For Germans however, xenophobic and nationalist cards will be played. "Messages that dramatize the consequences of a NATO defeat for specific German interests could counter the widely held perception that Afghanistan is not Germany's problem. For example, messages that illustrate how a defeat in Afghanistan could heighten Germany’s exposure to terrorism, opium, and refugees might help to make the war more salient to skeptics."
Additionally, CIA analysts stress that "emphasis on the mission's multilateral and humanitarian aspects could help ease Germans' concerns about waging any kind of war while appealing to their desire to support multilateral efforts. Despite their allergy to armed conflict, Germans were willing to break precedent and use force in the Balkans in the 1990s to show commitment to their NATO allies.

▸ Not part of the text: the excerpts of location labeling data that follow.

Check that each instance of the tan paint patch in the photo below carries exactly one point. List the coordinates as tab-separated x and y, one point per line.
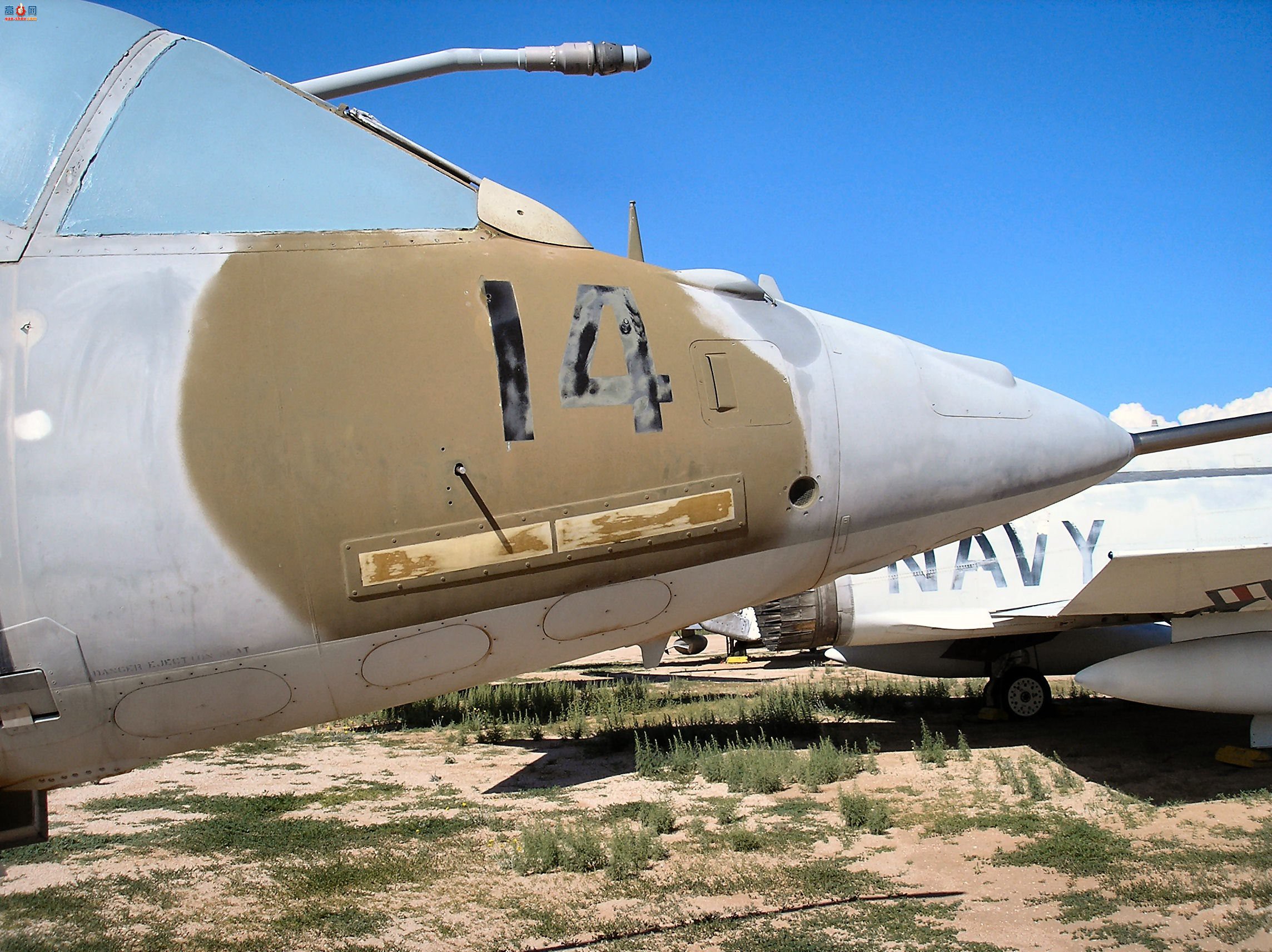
644	521
361	377
424	559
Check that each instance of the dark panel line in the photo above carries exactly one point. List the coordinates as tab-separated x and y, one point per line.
1156	475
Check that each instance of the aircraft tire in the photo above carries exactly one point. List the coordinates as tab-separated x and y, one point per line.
1023	693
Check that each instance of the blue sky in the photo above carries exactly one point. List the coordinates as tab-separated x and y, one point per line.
1081	191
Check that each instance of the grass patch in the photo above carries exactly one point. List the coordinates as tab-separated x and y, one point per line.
1070	845
633	851
542	848
747	765
864	812
657	817
930	747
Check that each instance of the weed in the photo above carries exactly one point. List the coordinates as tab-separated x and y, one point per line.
1037	790
930	746
743	840
1064	779
657	817
1070	845
1008	774
577	848
631	851
727	811
864	812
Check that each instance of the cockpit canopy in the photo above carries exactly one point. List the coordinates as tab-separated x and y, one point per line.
202	143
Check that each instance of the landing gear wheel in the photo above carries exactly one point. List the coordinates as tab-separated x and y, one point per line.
1023	693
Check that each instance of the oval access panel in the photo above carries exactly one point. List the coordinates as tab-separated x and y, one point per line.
416	657
202	703
607	609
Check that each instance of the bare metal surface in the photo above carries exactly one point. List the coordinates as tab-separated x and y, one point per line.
570	59
1200	433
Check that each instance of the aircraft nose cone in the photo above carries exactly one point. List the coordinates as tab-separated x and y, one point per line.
935	447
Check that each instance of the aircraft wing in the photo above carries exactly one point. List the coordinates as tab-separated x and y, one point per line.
1177	583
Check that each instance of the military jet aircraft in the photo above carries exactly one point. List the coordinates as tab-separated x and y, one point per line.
304	420
1171	550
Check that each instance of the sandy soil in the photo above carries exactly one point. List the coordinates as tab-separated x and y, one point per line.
1146	776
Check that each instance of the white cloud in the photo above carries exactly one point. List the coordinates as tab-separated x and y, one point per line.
1135	416
1253	451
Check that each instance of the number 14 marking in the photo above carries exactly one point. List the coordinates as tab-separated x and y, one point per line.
643	387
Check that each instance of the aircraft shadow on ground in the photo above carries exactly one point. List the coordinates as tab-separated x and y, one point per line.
1154	754
663	928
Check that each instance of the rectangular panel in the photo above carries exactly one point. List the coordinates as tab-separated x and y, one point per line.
703	510
413	562
722	377
29	689
23	817
742	384
645	521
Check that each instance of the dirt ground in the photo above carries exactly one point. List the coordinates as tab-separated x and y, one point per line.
1105	825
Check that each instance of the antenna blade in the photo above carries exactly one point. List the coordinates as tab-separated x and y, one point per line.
635	250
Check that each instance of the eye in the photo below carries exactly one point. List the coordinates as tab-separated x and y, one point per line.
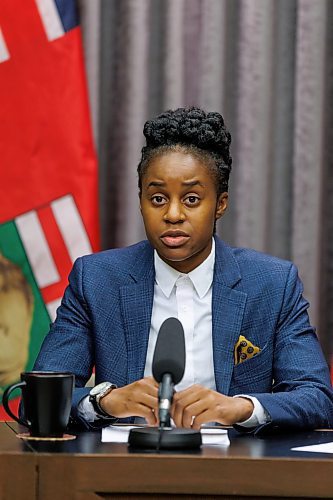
192	200
158	199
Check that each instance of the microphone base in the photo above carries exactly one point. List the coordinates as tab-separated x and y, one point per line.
172	439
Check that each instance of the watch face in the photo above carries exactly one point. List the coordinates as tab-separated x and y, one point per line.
99	388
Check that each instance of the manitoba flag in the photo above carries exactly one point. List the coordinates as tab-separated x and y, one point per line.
48	172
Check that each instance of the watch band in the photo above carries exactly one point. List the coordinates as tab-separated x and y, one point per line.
95	401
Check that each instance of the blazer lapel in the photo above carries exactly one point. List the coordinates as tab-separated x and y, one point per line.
136	301
228	307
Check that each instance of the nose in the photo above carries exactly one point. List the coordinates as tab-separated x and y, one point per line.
174	212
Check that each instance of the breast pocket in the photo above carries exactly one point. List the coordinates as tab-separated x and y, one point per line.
255	374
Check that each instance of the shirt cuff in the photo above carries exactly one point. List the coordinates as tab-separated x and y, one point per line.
259	415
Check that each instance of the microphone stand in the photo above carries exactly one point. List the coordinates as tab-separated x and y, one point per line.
165	437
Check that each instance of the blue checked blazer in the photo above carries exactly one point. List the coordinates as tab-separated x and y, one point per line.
104	321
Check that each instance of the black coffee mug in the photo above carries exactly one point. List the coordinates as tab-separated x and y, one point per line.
47	399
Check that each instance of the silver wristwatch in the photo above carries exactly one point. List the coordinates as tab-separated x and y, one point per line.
96	394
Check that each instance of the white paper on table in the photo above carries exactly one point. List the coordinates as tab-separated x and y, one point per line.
316	448
119	434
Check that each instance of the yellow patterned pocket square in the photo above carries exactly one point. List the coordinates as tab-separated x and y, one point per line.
244	349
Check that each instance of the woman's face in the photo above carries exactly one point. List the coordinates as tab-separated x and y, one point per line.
179	206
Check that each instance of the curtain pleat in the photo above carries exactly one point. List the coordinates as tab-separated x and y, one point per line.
266	65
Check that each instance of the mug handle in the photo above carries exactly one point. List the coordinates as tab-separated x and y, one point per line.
5	398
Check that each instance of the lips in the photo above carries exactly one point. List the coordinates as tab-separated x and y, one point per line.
174	238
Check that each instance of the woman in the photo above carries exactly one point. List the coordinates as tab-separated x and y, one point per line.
252	357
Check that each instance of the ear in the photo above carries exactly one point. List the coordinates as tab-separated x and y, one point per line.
222	205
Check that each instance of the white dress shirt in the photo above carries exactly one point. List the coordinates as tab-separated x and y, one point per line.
189	298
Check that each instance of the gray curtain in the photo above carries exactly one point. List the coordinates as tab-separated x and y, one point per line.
266	65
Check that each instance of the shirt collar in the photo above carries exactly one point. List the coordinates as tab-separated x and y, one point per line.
201	277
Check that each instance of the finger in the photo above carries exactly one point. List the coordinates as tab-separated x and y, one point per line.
147	413
202	418
180	408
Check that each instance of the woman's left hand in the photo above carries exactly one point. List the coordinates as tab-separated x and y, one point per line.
197	405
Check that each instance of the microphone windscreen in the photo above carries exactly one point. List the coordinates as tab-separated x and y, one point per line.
169	354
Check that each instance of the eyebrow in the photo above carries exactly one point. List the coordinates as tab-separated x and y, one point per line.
186	183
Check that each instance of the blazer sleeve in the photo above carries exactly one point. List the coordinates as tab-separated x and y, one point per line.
302	395
68	346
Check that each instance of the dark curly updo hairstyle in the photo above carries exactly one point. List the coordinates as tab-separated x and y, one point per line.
193	131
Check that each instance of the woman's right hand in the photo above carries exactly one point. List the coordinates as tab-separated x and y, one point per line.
139	399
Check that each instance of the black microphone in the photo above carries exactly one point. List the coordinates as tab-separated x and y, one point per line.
168	369
168	364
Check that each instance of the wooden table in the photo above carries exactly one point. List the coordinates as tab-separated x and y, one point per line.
249	468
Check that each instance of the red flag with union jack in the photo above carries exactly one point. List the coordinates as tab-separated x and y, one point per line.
48	181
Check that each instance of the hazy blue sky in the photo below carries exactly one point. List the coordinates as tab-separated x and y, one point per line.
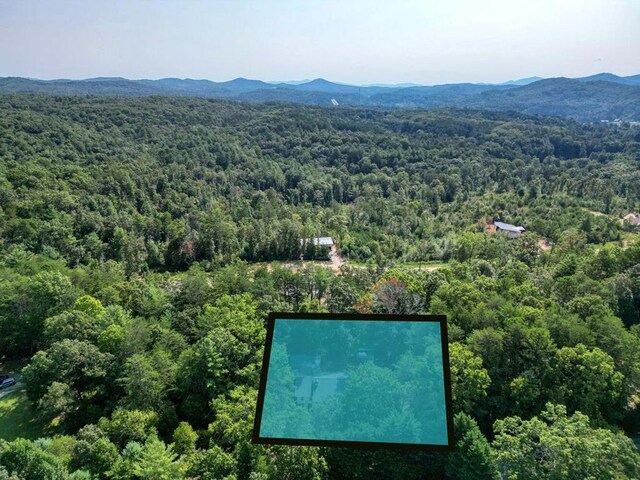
422	41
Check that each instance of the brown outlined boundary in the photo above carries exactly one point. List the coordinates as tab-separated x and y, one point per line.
441	319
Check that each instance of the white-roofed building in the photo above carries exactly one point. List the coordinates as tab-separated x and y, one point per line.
514	231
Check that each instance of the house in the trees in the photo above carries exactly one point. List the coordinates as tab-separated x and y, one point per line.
513	231
632	218
317	247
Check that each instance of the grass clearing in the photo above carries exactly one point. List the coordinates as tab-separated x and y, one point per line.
18	417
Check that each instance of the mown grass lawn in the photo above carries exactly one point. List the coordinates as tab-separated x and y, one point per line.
17	416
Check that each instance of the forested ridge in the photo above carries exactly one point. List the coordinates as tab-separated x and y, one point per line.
133	239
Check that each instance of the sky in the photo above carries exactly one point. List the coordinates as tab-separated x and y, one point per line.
351	41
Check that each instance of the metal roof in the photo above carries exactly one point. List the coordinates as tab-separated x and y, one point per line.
508	227
320	241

German respondents cited helping their allies as one of the most compelling reasons for supporting ISAF, according to an INR poll in the fall of 2009."
Considering that U.S./NATO allies jumped into the Balkans only when it became clear that German imperialism under the bankrupt government of Helmut Kohl, was intent on destroying the multicultural Yugoslav socialist state, and did so only not to be left in the dust by a resurgent unified German state with eyes clearly focused on lucrative East European markets, is a remarkable rewriting of history!
Another card which the CIA clearly intends to play is the alleged "confidence of the French and German publics in President Obama's ability to handle foreign affairs in general and Afghanistan in particular."
Indeed, appeals from America's new capo tutti capo "suggest that they would be receptive to his direct affirmation of their importance to the ISAF mission--and sensitive to direct expressions of disappointment in allies who do not help." Such direct appeals from the global Godfather "might provide at least some leverage for sustaining contributions to ISAF."
GMF polling data cited by the CIA found that "when respondents were reminded that President Obama himself had asked for increased deployments to Afghanistan, their support for granting this request increased dramatically, from 4 to 15 percent among French respondents and from 7 to 13 percent among Germans. The total percentages may be small but they suggest significant sensitivity to disappointing a president seen as broadly in sync with European concerns."
Another exploitable bullet point cited by the CIA are Afghan women. Accordingly, "Afghan women could serve as ideal messengers in humanizing the ISAF role in combating the Taliban because of women's ability to speak personally and credibly about their experiences under the Taliban, their aspirations for the future, and their fears of a Taliban victory."
However, as I pointed out above, only some "Afghan women" would be viewed as "ideal messengers" in these media operations. Leftist, feminist or other internal critics of the Karzai Warlord-Mafia-Islamist regime would, by definition, be excluded from such forums. For the chosen few who pass muster, "outreach initiatives that create media opportunities for Afghan women to share their stories with French, German, and other European women could help to overcome pervasive skepticism among women in Western Europe toward the ISAF mission."
Conclusion
The United States and their NATO allies are encountering stiff resistance in Afghanistan. In order to buttress political support from skeptical North American and European citizens, the CIA and their "friends" amongst the giant media conglomerates are pulling out all the stops.
The publication of the CIA's analytical document by Wikileaks, provides the antiwar movement with insight into how imperialism intends to sell the wretched Afghan war to the public.
Counterstrategies that leverage this knowledge can potentially provide critics with ammunition that directly challenge American propaganda, disarm academic, media and political sycophants and more importantly, derail the policy of waging aggressive, "preemptive" wars well into the future.